Tomorrow, the Death Penalty Information Center will release a report that documents how racial bias and violence affected the past use of the death penalty in Missouri and how that history continues to influence the current administration of capital punishment in the state. Compromised Justice: How A Legacy of Racial Violence Informs Missouri’s Death Penalty Today, scheduled for release on December 1, 2023, notes that historically and into the present day, Missouri’s death penalty has been applied discriminatorily based on race.
The report explains that before Missouri gained statehood in 1821, the territory adopted laws that stipulated that certain crimes could only be tried capitally if committed by an enslaved person. Even after gaining statehood and adopting superficially race-neutral capital punishment laws, the death penalty continued to be applied discriminatorily. Before the end of slavery in 1865, enslaved people were four times more likely to be executed than white Missourians.
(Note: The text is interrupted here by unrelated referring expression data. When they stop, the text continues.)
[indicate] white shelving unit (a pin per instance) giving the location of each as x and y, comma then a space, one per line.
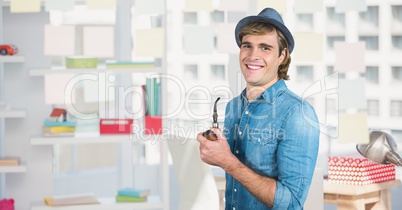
41, 153
63, 70
102, 139
153, 202
12, 113
12, 59
13, 169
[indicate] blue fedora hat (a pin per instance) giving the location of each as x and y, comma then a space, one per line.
271, 16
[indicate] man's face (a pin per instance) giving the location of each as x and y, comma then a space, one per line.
259, 59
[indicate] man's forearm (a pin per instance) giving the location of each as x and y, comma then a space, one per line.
261, 187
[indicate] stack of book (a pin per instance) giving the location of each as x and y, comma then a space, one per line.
129, 194
73, 199
64, 128
59, 124
110, 64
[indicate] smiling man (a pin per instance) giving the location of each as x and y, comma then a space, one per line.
269, 144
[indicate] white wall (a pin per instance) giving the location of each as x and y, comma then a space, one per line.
25, 92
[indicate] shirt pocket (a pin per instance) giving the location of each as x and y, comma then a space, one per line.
262, 137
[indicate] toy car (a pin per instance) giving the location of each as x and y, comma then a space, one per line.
8, 49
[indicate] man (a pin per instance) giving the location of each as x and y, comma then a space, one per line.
269, 144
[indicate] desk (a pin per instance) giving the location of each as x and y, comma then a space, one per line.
354, 197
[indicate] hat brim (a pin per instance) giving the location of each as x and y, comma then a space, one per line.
285, 31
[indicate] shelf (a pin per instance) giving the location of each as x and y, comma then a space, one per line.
12, 59
13, 169
101, 139
153, 202
6, 3
46, 140
12, 114
42, 72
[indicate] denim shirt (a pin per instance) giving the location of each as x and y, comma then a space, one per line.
277, 136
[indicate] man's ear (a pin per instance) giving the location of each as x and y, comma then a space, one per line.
282, 56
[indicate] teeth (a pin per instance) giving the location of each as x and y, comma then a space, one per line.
253, 67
Missouri also has a long history of terrorizing Black communities. As Compromised Justice explains, the first documented lynching in U.S. history happened in Missouri in 1838, and throughout the 19th and 20th centuries, at least 60 Black Missourians were killed in lynchings. This makes it the state with the second highest number of racial terror lynchings outside of the South. Missouri also retained public executions longer than most other states, which served as another avenue for threatening and intimidating Black Missourians. There are examples of sheriffs handing out souvenirs — ranging from rope to severed heads — to those who attended public executions, a practice commonly seen with lynchings.
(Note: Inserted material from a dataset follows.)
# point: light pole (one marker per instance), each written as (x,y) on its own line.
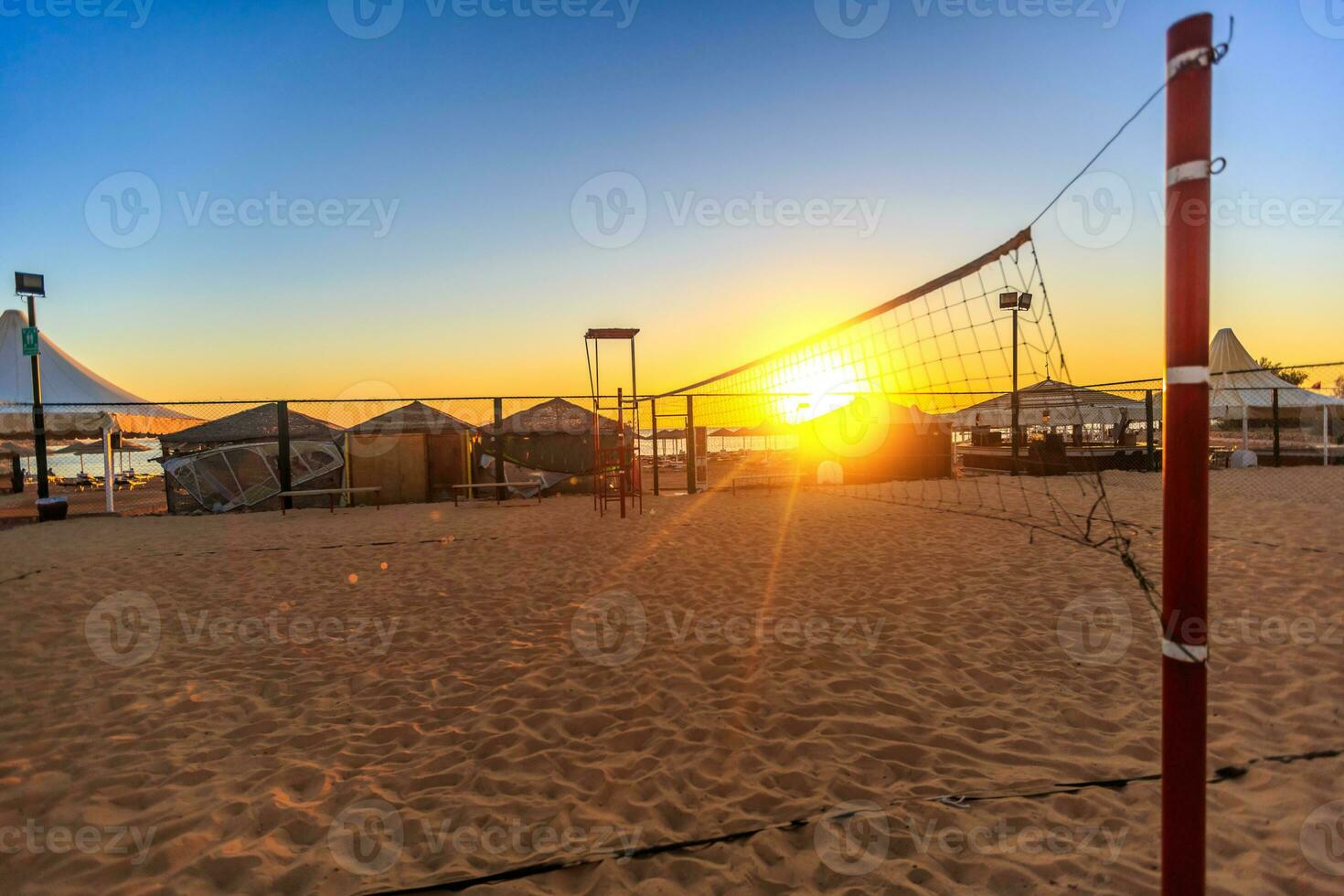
(1018,303)
(33,286)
DPIC’s review of modern death sentencing statistics reveal a continued emphasis on race in Missouri’s capital punishment system. One of the most clear and persistent racial disparities in death sentencing concerns the overrepresentation of white victims among cases resulting in a death sentence. Of all death sentences imposed in Missouri since 1972, 80% have involved white victims, even though white victims make up roughly 36% of homicide victims in the state. Additionally, studies have found that homicides involving white victims are seven times more likely to result in an execution than those with Black victims. The overrepresentation of white victim cases is reminiscent of trends seen in the 19th and 20th century when Black people could be lynched or sentenced to death based on flimsy evidence if they were accused of harming a white person.
“Nothing can change the fact that racial violence and discrimination are part of Missouri’s history. But studying the past can help us understand why racial disparities continue today, especially in our death penalty system, and inform future decisions,” said Tiana Herring, DPIC’s Data Storyteller and the lead author of the report.